Office Hours: John Galluci

Associate Professor of Romance Languages and Literatures John Gallucci recently trans­lated and edited Castorland Journal: An Ac­count of the Exploration and Settlement of New York State by French Émigrés in the Years 1793 to 1797. The book is published by the Cornell University Press and is available at the Colgate University Bookstore.

The Castorland Journal was a travel­ogue written by three Parisian business­men between 1792 and 1797. The journal was an account of their business affairs at the French-owned New York Company. The company’s intent was to invest in large swathes of land not yet populated by Euro­peans and later sell the land to investors as it became more valuable. The authors of the Journal, Simon Desjardins, Geoffrey Des­jardins and Pierre Pharoux described their work for the New York Company as they surveyed and promoted settlement in a tract of land they called “Castorland,” (castor meaning beaver in French) running along the Black River in northern New York State.

Gallucci first heard about the Castorland Journal many years ago, but when it became a recurrent document in his work, he decided to begin the first modern translation of the story.

“I discovered the story 20 years ago,” Gallucci said. “Over the years I was in­volved in different projects, but this story kept coming back and I became interested. People were just using a translation of this Journal which was translated over 100 years ago and had never been published. I wanted to do something useful with this [Journal].”

Throughout his work on translating the Journal, Gallucci encountered several new pieces of information that challenged his view of post-revolutionary America.

“I was stunned by some parts of this Journal,” Gallucci said. “I discovered this decade, the 1790s. It became a source of endless fascination for me. It doesn’t have the same spectacular events marking it, yet this is a moment when the U.S. is in a very precarious posi­tion. Anything could have happened … I [also] had no idea that the British occu­pied land after the American Revolution. It really took the American Revolution 10 years to end. For example, the British held Oswego, New York. There was a fort there, and the people in this story went through and were detained by the Brit­ish. It changed my view of American his­tory; I got a sense of the instability and the fragility of the borders.”

The Journal spans a wide range of disci­plines, covering subjects and events pertain­ing to literature and science as well as history and international relations of the time.

“It is very interdisciplinary,” Gallucci said. “It is relevant to science as the authors were engineers and architects. It is also clearly valuable as history as it gives people historical information, but the story itself is pretty dramatic, so I also believe it has lit­erary value. If there was a more fortunate outcome (the author unfortunately died), the person who wrote it might have done something with the journal.”

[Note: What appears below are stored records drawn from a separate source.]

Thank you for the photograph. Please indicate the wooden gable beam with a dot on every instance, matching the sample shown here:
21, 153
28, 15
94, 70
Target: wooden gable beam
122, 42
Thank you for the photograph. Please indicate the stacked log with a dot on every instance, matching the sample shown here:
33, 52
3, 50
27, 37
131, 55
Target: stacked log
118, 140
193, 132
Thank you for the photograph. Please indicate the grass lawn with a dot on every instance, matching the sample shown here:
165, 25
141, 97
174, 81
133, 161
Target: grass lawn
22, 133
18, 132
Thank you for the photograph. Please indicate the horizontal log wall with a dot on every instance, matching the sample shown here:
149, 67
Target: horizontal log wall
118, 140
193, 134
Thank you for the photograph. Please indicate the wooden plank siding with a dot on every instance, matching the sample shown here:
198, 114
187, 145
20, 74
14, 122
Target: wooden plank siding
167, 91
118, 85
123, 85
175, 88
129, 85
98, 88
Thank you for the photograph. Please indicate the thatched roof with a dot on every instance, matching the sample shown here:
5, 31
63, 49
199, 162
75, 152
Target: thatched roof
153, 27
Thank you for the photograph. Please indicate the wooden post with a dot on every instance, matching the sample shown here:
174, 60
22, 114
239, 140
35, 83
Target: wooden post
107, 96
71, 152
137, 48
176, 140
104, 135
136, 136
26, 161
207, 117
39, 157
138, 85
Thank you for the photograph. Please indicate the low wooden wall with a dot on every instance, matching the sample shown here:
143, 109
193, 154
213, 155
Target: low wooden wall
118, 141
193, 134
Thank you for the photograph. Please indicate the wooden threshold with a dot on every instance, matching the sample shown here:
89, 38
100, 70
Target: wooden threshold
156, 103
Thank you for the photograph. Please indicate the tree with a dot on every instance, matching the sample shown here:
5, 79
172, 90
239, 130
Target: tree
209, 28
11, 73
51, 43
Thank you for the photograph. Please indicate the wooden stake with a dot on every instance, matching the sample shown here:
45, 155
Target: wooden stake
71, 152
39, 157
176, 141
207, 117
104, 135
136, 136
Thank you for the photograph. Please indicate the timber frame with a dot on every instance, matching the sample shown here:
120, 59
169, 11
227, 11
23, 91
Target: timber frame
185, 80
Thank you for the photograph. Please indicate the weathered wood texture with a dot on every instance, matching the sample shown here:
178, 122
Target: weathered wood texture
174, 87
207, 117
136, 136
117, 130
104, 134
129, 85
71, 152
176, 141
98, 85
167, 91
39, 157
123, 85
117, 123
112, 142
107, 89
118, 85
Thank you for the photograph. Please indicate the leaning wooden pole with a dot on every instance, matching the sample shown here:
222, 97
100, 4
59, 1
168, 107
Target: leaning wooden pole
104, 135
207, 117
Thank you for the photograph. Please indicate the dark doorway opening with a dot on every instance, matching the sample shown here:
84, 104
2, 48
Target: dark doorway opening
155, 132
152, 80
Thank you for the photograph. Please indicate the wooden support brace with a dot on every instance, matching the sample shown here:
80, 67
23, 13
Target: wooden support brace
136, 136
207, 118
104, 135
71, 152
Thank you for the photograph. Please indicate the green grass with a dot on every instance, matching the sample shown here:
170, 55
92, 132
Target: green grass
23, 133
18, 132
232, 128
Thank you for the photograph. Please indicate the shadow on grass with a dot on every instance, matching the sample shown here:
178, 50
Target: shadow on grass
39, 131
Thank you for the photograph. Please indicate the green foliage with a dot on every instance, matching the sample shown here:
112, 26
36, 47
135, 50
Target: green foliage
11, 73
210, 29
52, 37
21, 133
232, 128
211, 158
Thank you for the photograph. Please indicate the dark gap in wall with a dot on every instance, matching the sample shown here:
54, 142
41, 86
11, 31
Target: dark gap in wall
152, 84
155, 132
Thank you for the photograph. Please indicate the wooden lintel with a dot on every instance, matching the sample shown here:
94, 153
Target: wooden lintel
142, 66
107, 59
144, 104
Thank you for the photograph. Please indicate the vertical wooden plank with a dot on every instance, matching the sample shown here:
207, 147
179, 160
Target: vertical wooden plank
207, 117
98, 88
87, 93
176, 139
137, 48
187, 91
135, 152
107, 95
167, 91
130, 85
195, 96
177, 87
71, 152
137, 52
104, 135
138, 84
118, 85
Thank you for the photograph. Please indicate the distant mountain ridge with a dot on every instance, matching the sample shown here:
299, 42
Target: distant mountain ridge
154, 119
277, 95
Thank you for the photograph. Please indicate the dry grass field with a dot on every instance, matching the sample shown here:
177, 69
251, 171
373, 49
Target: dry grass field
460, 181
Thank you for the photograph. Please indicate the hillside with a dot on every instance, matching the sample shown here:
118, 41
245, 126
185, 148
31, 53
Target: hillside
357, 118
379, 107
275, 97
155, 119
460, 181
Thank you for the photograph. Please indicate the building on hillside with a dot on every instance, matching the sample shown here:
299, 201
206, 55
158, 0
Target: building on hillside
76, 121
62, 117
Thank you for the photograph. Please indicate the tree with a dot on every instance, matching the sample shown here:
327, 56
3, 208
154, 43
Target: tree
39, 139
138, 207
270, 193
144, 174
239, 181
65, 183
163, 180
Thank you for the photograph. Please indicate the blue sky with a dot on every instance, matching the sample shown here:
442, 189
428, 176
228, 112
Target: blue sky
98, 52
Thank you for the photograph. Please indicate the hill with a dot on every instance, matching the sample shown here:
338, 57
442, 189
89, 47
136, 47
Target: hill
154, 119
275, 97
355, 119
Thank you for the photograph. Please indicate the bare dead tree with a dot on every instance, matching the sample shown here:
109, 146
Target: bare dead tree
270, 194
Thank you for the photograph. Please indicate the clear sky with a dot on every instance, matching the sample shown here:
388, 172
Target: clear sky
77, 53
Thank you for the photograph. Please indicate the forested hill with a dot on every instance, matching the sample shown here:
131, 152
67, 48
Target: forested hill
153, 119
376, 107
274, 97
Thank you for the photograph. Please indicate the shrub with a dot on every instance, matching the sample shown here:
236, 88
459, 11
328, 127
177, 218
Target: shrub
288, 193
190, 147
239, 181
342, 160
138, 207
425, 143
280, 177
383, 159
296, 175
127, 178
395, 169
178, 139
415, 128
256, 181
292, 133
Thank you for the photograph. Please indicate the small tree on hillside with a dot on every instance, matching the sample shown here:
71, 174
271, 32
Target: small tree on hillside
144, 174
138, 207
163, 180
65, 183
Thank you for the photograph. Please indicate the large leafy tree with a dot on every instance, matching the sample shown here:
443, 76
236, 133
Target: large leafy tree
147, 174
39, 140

With so many concepts and subjects ad­dressed in the story, Gallucci found it diffi­cult to point to one element or idea that the reader should focus on.

“I’m hoping the reader will get the plea­sure of knowing something about an un­known piece of American history, and the desire to learn more and perhaps produce something,” Gallucci said.

Critics have praised the translation’s rich portrayal of early America and the various groups competing for territorial power and money.

Castorland Journal gives a wonderfully vivid portrait of life on the early American frontier,” Professor of History at the Univer­sity of Montreal François Furstenberg said. “The journal by Simon Desjardins and Pierre Pharoux sheds tremendous insight on the pro­cess of land development in the post-Revolu­tionary period, on European-Indian relations, and on social life in the back-country more generally. Elegantly written, it focuses on the often-overlooked but critical area of northwest New York on the U.S./Canada borderland.”

Gallucci has not yet begun work on a new project, but hopes to continue studying New York state and 1790s America.

“I’d like to do something more about Central New York, maybe connected with this project. I think it is so important for New Yorkers to know their history … and I want to use my expertise in a good and practical way.”